Tratando-se de fatos interiores, do coração das
pessoas, a resposta definitiva para estas questões somente Deus possui. Devemos
repetir, sobre o novo Pentecostes, o que Jesus disse do reino de Deus:
"Ninguém dirá ‘Ei-lo aqui’, ou ‘Lá está ele’. O reino de Deus está no meio
de vós" (Lc 17, 21). Podemos, no entanto, captar os seus sinais,
auxiliados pela sociologia religiosa que lida com essas coisas. A partir deste
ponto de vista, a resposta para muitas daquelas perguntas é: nos movimentos
eclesiais! Há algo que devemos precisar. Dos movimentos eclesiais, se não na
forma, certamente em substância, também fazem parte as paróquias, associações
de fiéis e novas comunidades em que se vive a mesma koinonia e a mesma
qualidade de vida cristã. Deste ponto de vista, movimentos e paróquias não
devem ser vistos em contraposição ou em competição uns com os outros, mas
unidos na realização, de um modo diferente, do mesmo modelo de vida cristã.
Entre eles, há também algumas das comunidades ditas “de base”, aquelas em que o
fator político não assumiu a precedência sobre o religioso.
Devemos insistir no correto nome: movimentos
"eclesiais", não movimentos "leigos". A maioria deles é
formada não por apenas uma, e sim por todas as partes da Igreja: leigos, é
claro, mas também bispos, padres, freiras. Eles representam todos os carismas,
o "povo de Deus" da Lumen Gentium. É apenas por razões práticas que o
Conselho Pontifício para os Leigos se ocupa deles, dado que já existem as
congregações para o clero e para os religiosos. João Paulo II viu nesses movimentos
e comunidades paroquiais "os sinais de uma nova primavera da Igreja".
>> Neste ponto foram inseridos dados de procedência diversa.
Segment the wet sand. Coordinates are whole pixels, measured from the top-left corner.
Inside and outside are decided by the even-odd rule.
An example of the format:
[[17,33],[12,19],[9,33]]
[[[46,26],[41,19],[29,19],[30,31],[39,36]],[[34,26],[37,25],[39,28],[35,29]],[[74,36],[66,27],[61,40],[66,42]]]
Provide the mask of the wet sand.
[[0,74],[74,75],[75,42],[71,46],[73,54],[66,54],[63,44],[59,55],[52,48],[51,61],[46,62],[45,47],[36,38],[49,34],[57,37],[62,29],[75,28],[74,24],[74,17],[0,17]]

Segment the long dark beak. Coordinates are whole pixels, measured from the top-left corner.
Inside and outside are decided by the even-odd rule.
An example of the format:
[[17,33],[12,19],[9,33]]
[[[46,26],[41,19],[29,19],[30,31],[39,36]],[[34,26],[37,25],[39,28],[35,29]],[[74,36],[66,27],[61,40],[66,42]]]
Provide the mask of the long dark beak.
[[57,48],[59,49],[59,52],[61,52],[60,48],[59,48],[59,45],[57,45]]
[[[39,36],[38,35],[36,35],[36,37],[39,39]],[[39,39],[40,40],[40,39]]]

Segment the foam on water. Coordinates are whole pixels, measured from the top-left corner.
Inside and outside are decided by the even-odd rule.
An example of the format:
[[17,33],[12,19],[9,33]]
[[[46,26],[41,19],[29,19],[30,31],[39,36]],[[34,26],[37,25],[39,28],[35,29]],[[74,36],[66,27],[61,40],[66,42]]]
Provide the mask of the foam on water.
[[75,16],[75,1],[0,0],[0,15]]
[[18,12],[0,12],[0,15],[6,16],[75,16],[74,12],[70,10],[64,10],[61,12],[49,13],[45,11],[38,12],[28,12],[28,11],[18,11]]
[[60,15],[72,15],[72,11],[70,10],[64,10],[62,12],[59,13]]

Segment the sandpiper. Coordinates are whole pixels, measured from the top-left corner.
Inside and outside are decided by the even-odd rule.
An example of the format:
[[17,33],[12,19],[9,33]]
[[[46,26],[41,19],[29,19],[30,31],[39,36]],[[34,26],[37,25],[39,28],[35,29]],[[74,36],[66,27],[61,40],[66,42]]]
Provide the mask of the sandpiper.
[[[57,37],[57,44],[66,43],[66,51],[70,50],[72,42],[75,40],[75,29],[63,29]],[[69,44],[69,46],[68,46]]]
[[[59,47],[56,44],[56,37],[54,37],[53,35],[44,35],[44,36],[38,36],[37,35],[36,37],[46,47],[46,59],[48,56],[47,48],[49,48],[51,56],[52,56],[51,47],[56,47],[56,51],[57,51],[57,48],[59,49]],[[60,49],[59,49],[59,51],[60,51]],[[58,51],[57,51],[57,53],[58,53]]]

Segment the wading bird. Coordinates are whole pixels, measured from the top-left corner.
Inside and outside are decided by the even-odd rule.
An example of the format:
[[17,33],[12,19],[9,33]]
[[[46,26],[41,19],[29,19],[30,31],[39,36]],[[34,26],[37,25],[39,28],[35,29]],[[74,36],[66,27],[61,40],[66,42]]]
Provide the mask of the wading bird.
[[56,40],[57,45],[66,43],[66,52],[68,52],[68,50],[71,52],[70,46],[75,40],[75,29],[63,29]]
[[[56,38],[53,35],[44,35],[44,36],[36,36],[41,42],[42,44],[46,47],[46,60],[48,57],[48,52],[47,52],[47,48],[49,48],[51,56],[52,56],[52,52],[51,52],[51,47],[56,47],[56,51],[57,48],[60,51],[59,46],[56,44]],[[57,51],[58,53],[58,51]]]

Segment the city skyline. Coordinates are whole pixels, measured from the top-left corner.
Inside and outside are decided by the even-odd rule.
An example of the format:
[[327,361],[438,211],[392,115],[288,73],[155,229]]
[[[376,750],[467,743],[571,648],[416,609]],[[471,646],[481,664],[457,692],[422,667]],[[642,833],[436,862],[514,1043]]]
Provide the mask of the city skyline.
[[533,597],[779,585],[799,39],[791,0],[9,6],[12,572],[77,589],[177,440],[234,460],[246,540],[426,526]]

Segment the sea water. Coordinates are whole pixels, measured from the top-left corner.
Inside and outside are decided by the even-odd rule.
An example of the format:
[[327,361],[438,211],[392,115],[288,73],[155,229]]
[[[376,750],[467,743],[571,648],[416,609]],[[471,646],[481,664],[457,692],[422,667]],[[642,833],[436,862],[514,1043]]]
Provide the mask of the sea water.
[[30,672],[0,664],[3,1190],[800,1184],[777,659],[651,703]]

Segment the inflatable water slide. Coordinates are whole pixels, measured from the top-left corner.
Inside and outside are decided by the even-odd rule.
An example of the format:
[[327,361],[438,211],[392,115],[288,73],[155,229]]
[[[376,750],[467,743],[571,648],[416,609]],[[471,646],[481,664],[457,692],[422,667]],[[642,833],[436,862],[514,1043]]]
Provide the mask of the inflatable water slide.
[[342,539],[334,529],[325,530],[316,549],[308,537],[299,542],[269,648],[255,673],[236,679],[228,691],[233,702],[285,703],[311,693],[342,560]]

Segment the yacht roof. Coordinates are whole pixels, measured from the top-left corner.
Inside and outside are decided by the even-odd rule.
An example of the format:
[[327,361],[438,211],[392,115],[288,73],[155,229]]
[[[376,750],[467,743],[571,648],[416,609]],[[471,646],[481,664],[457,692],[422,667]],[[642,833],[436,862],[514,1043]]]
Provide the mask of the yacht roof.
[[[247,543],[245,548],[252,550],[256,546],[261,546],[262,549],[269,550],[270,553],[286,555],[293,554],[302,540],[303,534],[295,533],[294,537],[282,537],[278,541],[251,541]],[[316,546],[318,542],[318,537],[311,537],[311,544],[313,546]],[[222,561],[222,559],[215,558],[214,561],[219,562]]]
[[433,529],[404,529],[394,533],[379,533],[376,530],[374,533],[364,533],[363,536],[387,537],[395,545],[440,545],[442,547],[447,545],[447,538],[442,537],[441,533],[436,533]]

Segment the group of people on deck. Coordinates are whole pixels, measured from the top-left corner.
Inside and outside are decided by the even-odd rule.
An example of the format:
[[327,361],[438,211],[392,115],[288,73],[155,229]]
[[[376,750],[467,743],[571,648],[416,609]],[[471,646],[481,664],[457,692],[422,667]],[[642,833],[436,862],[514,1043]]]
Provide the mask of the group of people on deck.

O mesmo foi manifestado, várias vezes, pelo papa Bento XVI . Na homilia da
missa crismal da quinta-feira santa de 2012, ele disse:
“Quem olha para a história do pós-concílio pode
reconhecer a dinâmica da verdadeira renovação, que tantas vezes tomou formas
inesperadas em movimentos cheios de vida e que torna quase tangíveis a
inexaurível vivacidade da santa Igreja, a presença e a ação eficaz do Espírito
Santo”. Falando dos sinais de um novo Pentecostes, não podemos deixar de
mencionar em particular, ainda que fosse apenas pela extensão do fenómeno, a
Renovação Carismática, que, mesmo não sendo um movimento eclesial no sentido
estrito e sociológico do termo (não tem um fundador, uma estrutura e uma
espiritualidade própria), é, ainda assim, uma corrente de graça destinada a se
dispersar na Igreja como uma descarga elétrica na massa.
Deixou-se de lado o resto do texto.